We were really excited about going to Etosha - it was one of the places we had actually got round to researching before we came away, courtesy of some great picture books from the Wellington Public Library. We had very high expectations, and booked in for five days/four nights.
Arriving at our first campground, Namutoni - at the eastern end of the park- after traveling all night we decided a shower break was in order and it wasn't till after 3pm that we set off in search of animals. Etosha has a large number of waterholes, and the idea is that you go to these, park up and wait. So we did. And were rewarded with big herds of zebra, springbok, wildebeest and quite a few giraffe all coming down to drink. It's really a beautiful sight to see these animals in such numbers.
As has become our habit on this trip, we were up the next morning at the crack of dawn with hot coffee in our Bush Buddies (really cool camping cups we bought in Swakopmund) and our muesli stashed in the back seat to be consumed later. Our big sighting this day was two lions - a male and a female - both hiding in the long grass, not far from a group of springbok. Then a couple of warthog wandered into their path and for a while things got really interesting. The lions were down on their haunches, and the warthogs just kept on coming. Then they realised the error of their ways. When a warthog wants to, it can move quickly, and these two scarpered. When they get scared, their tails stick up and the little tufts on the end remind me of the flags that tour guides wave outside European cathedrals. They are a real advertisement of where they are, so we (and our lion friends) could watch their progress. However, the lions soon lost interest - I think essentially they are pretty lazy - and focussed again on the springbok. It was great to watch all this happening in front of us and while we never actually saw anything kill or eat anything else, I am now less queasy about it. There really are thousands of springbok, and I'm sure the loss of a few of them to keep the lions going is no big deal.
The next couple of nights we spent at a campground in the middle of the park, called Halali. The Namibian Wildlife Resort people, who run the park, are renovating the sites, and Halali is looking very spiffy indeed. The loos are fantastic, really huge, with lovely new tiles (as opposed to the usual old concrete), and fittings. Luckily there is also a large roofed dining area for campers here as we got some rain as we were about to cook dinner. So far the weather has been perfect for camping, warm without wind, quite a novelty for Wellingtonians.

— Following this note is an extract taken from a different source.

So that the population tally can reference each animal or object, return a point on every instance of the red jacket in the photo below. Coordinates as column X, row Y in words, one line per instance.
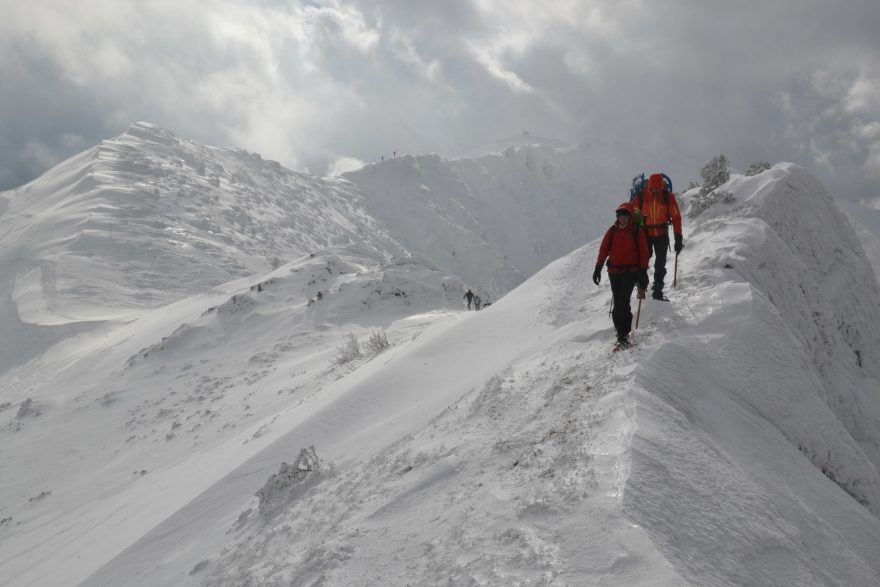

The rain didn't last too long however, and we got to have our post-dinner drink without getting wet.
We had heard that most of the animals were moving to the east and north of the park, and the next day seemed to bear this out. We didn't see anything like the numbers of animals we'd seen over on the eastern side, but did see our first herd of elephants. There were around 8-10 of them, no babies unfortunately, but all busy wandering around chomping trees and doing elephant stuff. It's amazing how much time you can spend watching something like this - goes much faster than a TV doco!

A lioness going about her business, crossing the road en route to some shade.
We got the chance to play good samaritans this afternoon, firstly helping out after a 4wd had rolled. The roads, while all gravel, are really pretty good, but the professional outfits really drive too fast, and this one had just lost it in the gravel and rolled, ending up back on its wheels. There were five passengers on board, with a variety of injuries, thankfully nothing more than nasty cuts and I think a broken collarbone or arm. Help was on its way, so we spent half an hour or so searching for people's possessions that had scattered, specially spectacles. Max found a pair, which turned out to be from a previous accident on the same gentle bend. Maybe there's a lesson there?
Our second helping hand was for a couple of women travelling in a campervan - which had a flat tyre. Max is good at this stuff, and sorted it out in about 20 minutes, once all the right bits for the jack were found. And, we ended up having a couple of nightcaps with them later in the evening - the campervans all have fridges, so the wine/beer was cold, a bit of a luxury coming from the car version, where our red wine is almost at boiling temperature some evenings.
More lions the next day, and more herds of animals as we made our way back to Namutoni for one final night. Our last morning in the park was fantastic - we had a close (possibly too close) encounter with three male lions. They weren't in a hunting mood, they were just strolling over to the trees to find some shade for the day - but hung out at a waterhole just to rattle the zebra and wildebeest.
The game animals I'm sure can tell when the lions are serious, as they were watchful and wary, but didn't run away or look too anxious at all. And, I guess, when it comes down to it, it's a numbers game. If there are 100 zebra and three lion, only one animal is going to go, if at all. Chances are it won't be you, so don't panic. And they weren't. We have got some great pics of the lions with relatively unconcerned zebra all around them. It's not quite how I'd imagined the kings of the jungle would be treated by animals that were potentially their dinner.
It was a great few days, and I now have a new found respect for the patience of the wildlife photographer/observer.